Me levanto y con los pies dibujo semicírculos barriendo los escombros del suelo. Estoy buscando algo y al fin lo encuentro. Es una trampilla de madera. Localizo una argolla que hace las veces de tirador, me detengo un momento aguantando la respiración y tiro de ella hasta lograr abrir un agujero de insondable negritud delante de mí. Localizo unas escaleras que descienden justo en el momento en que una bocanada de olor a muerte y podredumbre satura mi olfato hasta casi hacerme vomitar. Por unos instantes me quedo sin respiración pero consigo no perder los nervios. Poco a poco consigo recuperar el orden de mi pulso aunque ese olor penetrantemente ácido no desaparece y se adhiere a mí como si se derramara sobre mi cabeza. Esta trampilla debería hacer años y años que no se había abierto antes. Saco una linterna de un bolsillo y me preparo a bajar por las escaleras con un nudo en la garganta y el corazón en un puño.


No he hecho más que bajar unos tres metros y me percato de que la linterna no sirve para absolutamente nada. La oscuridad es tan penetrante y densa que la mortecina luz que emana la bombilla se desvanece apenas se aleja de la óptica.

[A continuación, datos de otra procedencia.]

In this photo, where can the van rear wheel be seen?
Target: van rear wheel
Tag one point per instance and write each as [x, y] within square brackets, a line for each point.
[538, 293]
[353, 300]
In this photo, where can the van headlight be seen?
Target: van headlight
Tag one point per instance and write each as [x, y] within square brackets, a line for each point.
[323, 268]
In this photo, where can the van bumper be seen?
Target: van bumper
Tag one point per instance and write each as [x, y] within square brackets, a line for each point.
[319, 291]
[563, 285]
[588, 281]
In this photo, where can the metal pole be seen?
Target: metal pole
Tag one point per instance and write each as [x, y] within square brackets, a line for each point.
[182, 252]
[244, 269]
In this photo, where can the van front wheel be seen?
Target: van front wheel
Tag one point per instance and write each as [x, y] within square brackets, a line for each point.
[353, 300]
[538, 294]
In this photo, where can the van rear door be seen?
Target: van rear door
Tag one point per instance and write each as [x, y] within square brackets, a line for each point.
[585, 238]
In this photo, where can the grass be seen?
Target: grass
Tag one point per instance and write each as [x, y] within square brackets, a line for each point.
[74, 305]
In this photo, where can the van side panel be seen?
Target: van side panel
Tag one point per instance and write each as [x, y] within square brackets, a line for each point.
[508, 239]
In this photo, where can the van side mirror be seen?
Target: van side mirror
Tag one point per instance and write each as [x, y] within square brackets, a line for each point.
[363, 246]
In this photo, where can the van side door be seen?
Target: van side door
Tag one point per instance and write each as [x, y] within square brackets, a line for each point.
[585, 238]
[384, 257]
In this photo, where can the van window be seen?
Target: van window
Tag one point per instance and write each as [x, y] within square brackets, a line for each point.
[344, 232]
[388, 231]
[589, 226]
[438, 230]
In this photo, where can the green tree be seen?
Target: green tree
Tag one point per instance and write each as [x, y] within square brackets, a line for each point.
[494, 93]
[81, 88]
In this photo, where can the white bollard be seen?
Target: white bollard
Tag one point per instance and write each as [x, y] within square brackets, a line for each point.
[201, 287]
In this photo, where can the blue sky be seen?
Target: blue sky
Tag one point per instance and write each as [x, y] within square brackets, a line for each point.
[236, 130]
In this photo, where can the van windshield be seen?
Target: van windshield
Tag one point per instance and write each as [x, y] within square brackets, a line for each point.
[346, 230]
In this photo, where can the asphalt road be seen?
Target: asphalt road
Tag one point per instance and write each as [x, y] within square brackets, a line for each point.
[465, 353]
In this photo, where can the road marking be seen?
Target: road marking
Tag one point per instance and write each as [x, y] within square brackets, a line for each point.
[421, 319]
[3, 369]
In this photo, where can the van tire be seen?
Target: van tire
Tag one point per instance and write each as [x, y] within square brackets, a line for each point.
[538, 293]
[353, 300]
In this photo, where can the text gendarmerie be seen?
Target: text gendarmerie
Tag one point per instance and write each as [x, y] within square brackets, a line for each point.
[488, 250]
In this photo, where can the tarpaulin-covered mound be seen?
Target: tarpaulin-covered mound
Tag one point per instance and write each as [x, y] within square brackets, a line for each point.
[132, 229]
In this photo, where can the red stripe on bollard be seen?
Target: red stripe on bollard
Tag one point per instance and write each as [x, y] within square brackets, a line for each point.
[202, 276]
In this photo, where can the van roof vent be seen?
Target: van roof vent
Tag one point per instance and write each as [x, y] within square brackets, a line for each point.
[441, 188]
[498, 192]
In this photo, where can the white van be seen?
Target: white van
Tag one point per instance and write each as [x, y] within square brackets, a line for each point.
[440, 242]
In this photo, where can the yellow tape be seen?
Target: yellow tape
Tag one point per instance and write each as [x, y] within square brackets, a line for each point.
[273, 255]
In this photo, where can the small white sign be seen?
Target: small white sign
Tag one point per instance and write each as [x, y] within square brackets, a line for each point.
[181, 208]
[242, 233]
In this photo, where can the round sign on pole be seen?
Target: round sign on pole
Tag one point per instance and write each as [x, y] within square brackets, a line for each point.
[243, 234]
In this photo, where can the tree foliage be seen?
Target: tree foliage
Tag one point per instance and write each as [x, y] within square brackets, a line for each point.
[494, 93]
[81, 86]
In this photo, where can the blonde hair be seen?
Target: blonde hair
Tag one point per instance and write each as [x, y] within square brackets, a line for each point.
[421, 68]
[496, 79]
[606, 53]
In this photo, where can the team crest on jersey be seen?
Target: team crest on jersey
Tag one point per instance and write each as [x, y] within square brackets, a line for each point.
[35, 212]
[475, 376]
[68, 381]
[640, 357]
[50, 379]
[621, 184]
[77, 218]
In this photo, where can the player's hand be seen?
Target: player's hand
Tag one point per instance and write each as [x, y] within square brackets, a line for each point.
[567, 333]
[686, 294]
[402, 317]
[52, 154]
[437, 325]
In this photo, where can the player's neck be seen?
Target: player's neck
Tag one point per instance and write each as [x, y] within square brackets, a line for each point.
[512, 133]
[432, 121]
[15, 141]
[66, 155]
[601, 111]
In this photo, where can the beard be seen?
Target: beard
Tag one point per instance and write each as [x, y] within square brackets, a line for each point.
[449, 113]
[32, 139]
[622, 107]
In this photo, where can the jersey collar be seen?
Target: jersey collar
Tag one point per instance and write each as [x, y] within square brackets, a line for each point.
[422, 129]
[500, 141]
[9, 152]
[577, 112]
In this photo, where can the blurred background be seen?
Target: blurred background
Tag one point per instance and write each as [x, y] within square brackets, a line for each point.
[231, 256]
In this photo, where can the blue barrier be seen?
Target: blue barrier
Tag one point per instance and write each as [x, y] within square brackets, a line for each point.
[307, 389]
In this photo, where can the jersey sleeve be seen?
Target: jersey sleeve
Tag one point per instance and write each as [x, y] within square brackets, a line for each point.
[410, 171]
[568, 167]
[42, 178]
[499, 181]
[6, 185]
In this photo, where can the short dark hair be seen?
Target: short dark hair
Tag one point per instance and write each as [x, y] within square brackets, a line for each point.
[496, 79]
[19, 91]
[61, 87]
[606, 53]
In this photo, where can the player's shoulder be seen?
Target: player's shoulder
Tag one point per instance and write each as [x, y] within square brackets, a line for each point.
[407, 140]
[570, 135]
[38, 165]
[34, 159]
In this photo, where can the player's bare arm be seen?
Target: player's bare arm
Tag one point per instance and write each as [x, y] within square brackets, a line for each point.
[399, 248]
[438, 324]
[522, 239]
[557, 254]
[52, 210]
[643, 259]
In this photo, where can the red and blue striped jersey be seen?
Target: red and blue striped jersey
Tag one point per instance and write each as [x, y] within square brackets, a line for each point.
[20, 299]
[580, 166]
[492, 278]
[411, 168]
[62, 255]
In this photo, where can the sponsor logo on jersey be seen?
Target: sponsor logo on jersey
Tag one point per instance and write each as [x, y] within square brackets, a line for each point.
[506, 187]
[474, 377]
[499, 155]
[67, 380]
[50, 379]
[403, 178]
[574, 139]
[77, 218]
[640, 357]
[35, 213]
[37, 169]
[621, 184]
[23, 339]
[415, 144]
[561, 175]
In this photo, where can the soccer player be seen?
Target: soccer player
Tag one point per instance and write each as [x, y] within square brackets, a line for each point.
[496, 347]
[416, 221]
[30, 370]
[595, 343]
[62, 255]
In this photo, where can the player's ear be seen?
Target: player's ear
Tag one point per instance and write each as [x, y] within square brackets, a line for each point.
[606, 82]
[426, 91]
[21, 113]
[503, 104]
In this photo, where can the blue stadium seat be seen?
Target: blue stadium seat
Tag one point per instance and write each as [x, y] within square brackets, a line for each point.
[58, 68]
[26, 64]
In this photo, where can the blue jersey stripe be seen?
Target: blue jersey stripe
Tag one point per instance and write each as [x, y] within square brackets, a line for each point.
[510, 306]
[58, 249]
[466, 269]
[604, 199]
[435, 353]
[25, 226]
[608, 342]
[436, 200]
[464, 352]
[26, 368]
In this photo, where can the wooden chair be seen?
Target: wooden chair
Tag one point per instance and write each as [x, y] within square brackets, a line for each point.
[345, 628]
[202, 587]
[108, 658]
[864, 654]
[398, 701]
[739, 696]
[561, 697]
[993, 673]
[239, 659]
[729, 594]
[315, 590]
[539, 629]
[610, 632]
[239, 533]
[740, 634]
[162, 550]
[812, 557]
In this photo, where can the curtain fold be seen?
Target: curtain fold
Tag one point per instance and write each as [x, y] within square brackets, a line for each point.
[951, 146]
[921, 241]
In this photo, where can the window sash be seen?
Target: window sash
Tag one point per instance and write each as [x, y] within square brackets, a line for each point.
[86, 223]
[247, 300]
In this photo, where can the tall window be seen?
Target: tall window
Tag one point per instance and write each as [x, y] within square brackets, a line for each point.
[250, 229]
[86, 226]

Dejo de moverme atemorizado y un silencio tan sepulcral invade la apestada atmósfera, que soy hasta incapaz de escuchar mis propios latidos. Quizás estoy tan aterrado que mi corazón ha dejado de bombear sangre. Y entonces, el silencio se rompe con lo que parece un chapoteo que emerge de algún lugar indeterminado de la nada. Y un terror a algo que no conozco me invade, aproximándose a rápidas zancadas allí abajo. Entre el agua. Esa agua que chorreaba de la tubería del piso de arriba. El terror que me embarga es a algo más terrible que la simple muerte. Entonces es cuando reacciono, espero que no demasiado tarde y subo a trompicones por la escalera hacia la salvadora luz. De un salto consigo auparme a la planta superior y en un último esfuerzo cierro la trampilla a tiempo, con un ruido seco. Y de repente, un estruendo atroz producido por el choque de algo contra la madera de la portezuela consigue despertar mi mente anestesiada. Ahora empiezo a entender todas esas ideas que pasaban por mi cabeza y me doy cuenta de que soy el único que se acuerda y que puede acabar con todo esto. Aún no sé como pero habré de encontrar la manera.
Y en mi mente aparece de nuevo aquella pesadilla, aquellos ojos enloquecidos que me descubrieron entre la sangre, las vísceras y las desquiciadas risotadas haciéndome entender que allí abajo se oculta un horror inimaginable. Allí se ha recluido esperando sin prisa, alimentándose del tiempo y del olvido, el alma de aquel repugnante ser. Allí abajo anda deambulando la peor de las pesadillas que pueda alguien imaginar. Es el dolor infinito, lo más perverso, la maldad en estado puro que ha regresado para tomarse su revancha.